A confrontation between a special forces unit and a drug trafficking organization in the Wiang Haeng district of Chiang Mai led to the confiscation of 1.2 million methamphetamine tablets. The fugitives succeeded in evacuating, abandoning six backpacks containing the illicit substances.

Along the Chiang Mai to Chiang Rai borders, the Northern Border Command for Interdiction and Suppression of Precursor Chemicals has been actively combating drug trafficking in eleven special control districts.

Officials have conducted thirty anti-drug operations in the preceding half-year, which have yielded the following results: 25 smuggling group casualties, the apprehension of more than 1,500 suspects, and the confiscation of approximately 130 million methamphetamine tablets, 2 tons of crystal meth, commonly referred to as “ice,” and 249 kilograms of heroin.

General Narit Thavornwong, the commander, ascribes the escalation in drug trafficking to the heightened hostilities in Myanmar. Oppressive measures implemented by Myanmar authorities, specifically in the Shan State, a significant center for drug manufacturing, have precipitated an upsurge in the illicit drug trade.

Smuggling organizations are reportedly preparing to deliver at least 70 million methamphetamine pills into Thailand by utilizing a variety of methods, such as impersonating travelers, operating large bicycles, and taking advantage of pregnant women and children in order to avoid detection.

Soldiers in Chiang Rai Seize 14Kg of Heroin After Firefight

Soldiers show 14Kg of Heroin: Image CTN News

Soldiers in northern Thailand’s Chiang Rai Seize 14Kg of Heroin

The Pha Mueang task force clashed with a drug caravan on Doi Mae Salong in Chiang Rai, seizing 200,000 methamphetamine tablets and 14 kilograms of heroin. No soldiers were injured in the firefight.

Col. Kidakorn Chandra, Deputy Commander of the Pha Muang Force, said Rangers patrolled the border area and came across 3-5 suspicious people walking along the terrain through the mountain forest. Each of them carried a backpack. 

The soldiers requested the group to halt, but instead, they opened fire on the soldiers.
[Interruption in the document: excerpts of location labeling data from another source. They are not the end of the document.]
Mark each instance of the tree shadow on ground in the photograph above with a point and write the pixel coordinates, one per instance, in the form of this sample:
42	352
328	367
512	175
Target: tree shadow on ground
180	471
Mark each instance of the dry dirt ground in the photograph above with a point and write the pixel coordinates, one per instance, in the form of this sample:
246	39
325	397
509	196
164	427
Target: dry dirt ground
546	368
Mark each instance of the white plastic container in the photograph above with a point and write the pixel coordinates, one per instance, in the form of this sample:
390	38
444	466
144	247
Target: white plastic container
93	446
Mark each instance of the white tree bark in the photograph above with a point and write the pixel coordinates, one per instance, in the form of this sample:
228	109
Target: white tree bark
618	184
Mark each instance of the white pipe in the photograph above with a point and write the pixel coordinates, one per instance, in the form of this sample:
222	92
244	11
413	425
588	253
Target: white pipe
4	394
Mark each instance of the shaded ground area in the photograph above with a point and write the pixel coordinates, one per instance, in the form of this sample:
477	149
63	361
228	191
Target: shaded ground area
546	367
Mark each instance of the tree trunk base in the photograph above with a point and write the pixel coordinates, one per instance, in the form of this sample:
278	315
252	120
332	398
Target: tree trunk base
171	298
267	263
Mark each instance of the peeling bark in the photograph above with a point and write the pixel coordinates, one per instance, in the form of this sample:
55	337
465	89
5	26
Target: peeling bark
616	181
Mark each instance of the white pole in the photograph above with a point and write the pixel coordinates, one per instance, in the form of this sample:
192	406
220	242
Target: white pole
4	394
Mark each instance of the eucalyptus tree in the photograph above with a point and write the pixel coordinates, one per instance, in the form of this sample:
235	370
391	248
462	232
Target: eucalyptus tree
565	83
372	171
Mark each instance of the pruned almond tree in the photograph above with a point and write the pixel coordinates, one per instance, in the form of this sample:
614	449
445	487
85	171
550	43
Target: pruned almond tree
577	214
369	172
The clash lasted about 5 minutes before the group retreated into Myanmar.

After the clash, soldiers discovered two sacks, each containing approximately 100,000 tablets, totaling 200,000. They also found two sacks containing approximately 14.40 kilograms of heroin. 

Col. Kidakorn said they would deliver all the seized items to investigators and Mae Fah Luang Police Station.

He said that the interception of this group of drug caravans was a result of soldiers spending up to 3 days on ambush patrol after finding clues that drugs would be transported into Thailand through the Ban Huai Yuak Pa So channel in Mae Salong Nai Subdistrict.

Chiang Rai, famed for its difficult terrain and proximity to the Golden Triangle, has long been a drug smuggling hotspot.

The region’s isolated position and permeable borders make it a perfect transit point for traffickers transporting drugs such as heroin, methamphetamine, and opium from Myanmar to Thailand and elsewhere.

Criminal networks use Chiang Rai’s deep forests and steep mountain roads to carry drugs across borders using well-known smuggling routes.

Drugs are frequently hidden in trucks, amid genuine commodities, or transported by mules on foot across dangerous terrain. Local corruption and a lack of resources hampered law enforcement efforts to combat these smuggling operations.

The drug trade has exacerbated violence and instability in the region, with different gangs fighting for control of lucrative trafficking routes.

Despite increased security and interdiction operations, the flow of illegal narcotics through Chiang Rai continues, fueled by insatiable worldwide demand and the promise of massive riches for those prepared to take the risk.